One fascinating one is that Google maintains a close relationship with Apple, and had even agreed to pay between $8 and $12 billion to be Apple’s default search provider.
Further adding salt to injury, even more information is coming out from the unredacted sections of Epic’s antitrust complaint against Google and the extent to which Google went to undermine third-party app stores on the Android platform.
According to the new text, starting in 2019, Google oversaw a “Premier Device Program” that provided Android phone makers with a larger share of search revenue than they would receive under normal circumstances.
On their side, the Android Phone makers would then agree to ship their devices without any third-party app stores preinstalled.
More specifically, they abode by a rule that prohibited “apps with APK install privileges” without Google’s approval, leaving the Play Store as the only built-in digital marketplace for software.
“Google’s Premier Device Program was not publicly known, and was not known to Epic, before Google recently began producing relevant documents in this litigation. Google has sought to conceal its most restrictive anticompetitive conduct by, among other things, including in the agreements themselves a provision restricting signatories from making ‘any public statement regarding [the] Agreement without the other party’s prior written approval,” wrote Epic’s lawyers in the complaint
Epic maintains the Premier Devices Program was a resounding success, and it only further solidified the Play Store’s dominance.

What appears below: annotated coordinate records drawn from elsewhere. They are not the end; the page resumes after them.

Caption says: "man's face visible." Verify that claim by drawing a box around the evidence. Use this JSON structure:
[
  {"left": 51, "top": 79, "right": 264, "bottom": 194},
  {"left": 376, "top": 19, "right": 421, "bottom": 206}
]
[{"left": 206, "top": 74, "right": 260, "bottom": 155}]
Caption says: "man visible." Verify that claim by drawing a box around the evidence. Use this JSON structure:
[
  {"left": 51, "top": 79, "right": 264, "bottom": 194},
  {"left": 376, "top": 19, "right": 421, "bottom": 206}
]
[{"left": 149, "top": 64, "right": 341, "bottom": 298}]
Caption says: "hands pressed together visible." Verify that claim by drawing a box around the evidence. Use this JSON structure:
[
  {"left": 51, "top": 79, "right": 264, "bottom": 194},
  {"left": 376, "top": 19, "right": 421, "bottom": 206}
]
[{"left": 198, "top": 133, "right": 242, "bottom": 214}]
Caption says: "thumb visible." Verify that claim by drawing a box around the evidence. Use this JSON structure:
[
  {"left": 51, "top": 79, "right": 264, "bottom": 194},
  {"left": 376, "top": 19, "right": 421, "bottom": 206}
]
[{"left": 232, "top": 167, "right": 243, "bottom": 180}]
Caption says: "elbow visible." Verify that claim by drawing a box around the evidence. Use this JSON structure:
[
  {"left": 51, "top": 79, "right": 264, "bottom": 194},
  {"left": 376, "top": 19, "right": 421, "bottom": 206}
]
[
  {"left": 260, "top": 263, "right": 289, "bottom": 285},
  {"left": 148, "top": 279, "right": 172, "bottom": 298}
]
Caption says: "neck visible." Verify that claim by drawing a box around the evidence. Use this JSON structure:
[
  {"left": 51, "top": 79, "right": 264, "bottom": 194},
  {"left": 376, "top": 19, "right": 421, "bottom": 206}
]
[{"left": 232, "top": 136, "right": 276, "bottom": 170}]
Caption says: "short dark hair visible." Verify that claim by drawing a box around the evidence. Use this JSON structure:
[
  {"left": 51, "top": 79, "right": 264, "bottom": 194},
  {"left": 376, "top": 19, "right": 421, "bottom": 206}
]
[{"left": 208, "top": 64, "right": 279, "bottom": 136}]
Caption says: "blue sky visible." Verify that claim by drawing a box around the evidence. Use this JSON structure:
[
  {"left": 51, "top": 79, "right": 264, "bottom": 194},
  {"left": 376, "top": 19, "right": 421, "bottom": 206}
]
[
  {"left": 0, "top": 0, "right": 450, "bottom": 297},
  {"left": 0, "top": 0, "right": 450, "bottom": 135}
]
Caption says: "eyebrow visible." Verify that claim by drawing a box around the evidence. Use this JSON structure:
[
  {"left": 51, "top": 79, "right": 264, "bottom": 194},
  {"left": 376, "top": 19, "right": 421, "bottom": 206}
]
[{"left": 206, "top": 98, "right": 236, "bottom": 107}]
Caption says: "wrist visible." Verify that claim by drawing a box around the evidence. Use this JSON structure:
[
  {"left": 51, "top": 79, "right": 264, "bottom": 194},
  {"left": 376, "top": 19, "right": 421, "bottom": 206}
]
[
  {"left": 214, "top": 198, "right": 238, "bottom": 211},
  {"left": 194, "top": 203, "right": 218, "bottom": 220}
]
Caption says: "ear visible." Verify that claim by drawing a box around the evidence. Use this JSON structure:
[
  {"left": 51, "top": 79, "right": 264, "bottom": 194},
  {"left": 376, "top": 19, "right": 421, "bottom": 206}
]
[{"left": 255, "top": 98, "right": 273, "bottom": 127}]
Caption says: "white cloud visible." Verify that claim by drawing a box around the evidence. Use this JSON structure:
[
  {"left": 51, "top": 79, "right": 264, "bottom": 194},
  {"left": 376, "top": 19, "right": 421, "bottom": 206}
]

By May 2020, many of the world’s largest and most popular Android OEMs had agreed to Google Play exclusivity for most of their new Android devices. Motorola (owned by Lenovo) and LG both committed nearly all (98 percent and 95 percent) of their devices to the Premier program.
The giant Chinese conglomerate BBK — which manufactures and sells a range of Android devices under its Oppo, Vivo, and OnePlus brands, among others, had designated around 70 percent of its new devices as “Premier.”
Few companies like Sony and Xiaomi were however not as committed, only entering 50% and 40% respectively of their new devices into the program.
For comparison, in order to understand how rare it is for people to get applications outside the Play Store, An internal Google report from 2017, according to Epic Games, found that “app installations through channels other than Google Play” amounted to only a measly 4.4% of Android app downloads in the United States.